Data Synchronization:

  • SQL Data Sync: Bi-directional sync (Azure <-> On-Prem). No transactional consistency.
  • Elastic Jobs: Run T-SQL across many Azure SQL DBs.

Open Source PaaS:

  • PostgreSQL: Hyperscale (Citus) for multi-tenant/analytics.
  • MySQL: Lift and shift for LAMP stack.

5. Monitoring & Optimization

A. Tools & Metrics

Baselines: Standard metric set to distinguish anomalies from normal usage. Windows PerfMon (IaaS):

  • Page Life Expectancy (PLE): How long data stays in memory. Low = Memory Pressure.
  • Processor Queue Length: CPU pressure.

Azure Monitor: Collects metrics for all Azure resources (CPU, Storage, I/O). Data retained 93 days. Azure SQL Insights: Uses a dedicated VM (Collection Agent) to send telemetry to Azure Log Analytics.

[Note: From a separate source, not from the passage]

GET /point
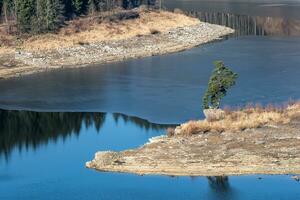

B. Extended Events (XEvents)

  • Lightweight diagnostic system, replaces SQL Profiler.
  • Channels: Admin, Operational, Analytical, Debug.
  • Targets:
    • Ring Buffer: Memory only, non-persistent (data lost on restart).
    • Event File: Writes to disk (persisted).

C. Performance Features

Query Store: “Flight recorder” for queries. Aggregates runtime stats. Used to find regressed queries. Automatic Tuning:

  • Force Plan: Auto-fixes performance regression (Force Last Good Plan).
  • Create Index: Auto-adds missing indexes (Azure SQL DB).
  • Drop Index: Auto-removes unused indexes (Azure SQL DB).
  • Intelligent Query Processing (IQP):
  • Batch Mode on Row Store: Faster calculations for large rows.
  • Approximate Count Distinct: Fast estimation for big data.
  • Scalar UDF Inlining: Optimizes user-defined functions.

D. Resource Management

Resource Governor: Limits CPU, Memory, IOPS for specific workloads. Uses Classifier Functions to sort sessions into Workload Groups and Resource Pools. TempDB Best Practices:

  • Place on local SSD (D: drive on VM).
  • Create 1 data file per CPU core (up to 8 files).
  • All files should be same size/autogrowth.

E. Maintenance

Index Fragmentation:

  • Reorganize: Fragmentation 5% – 30%. Online operation. Compacts pages.
  • Rebuild: Fragmentation > 30%. Offline (usually). Updates statistics.
  • Statistics: Used by optimizer to build plans. Update when data changes significantly.
  • Job Scheduling:
    • VM/Managed Instance: SQL Agent.
    • Azure SQL DB: Azure Automation Runbooks or Elastic Jobs (No SQL Agent).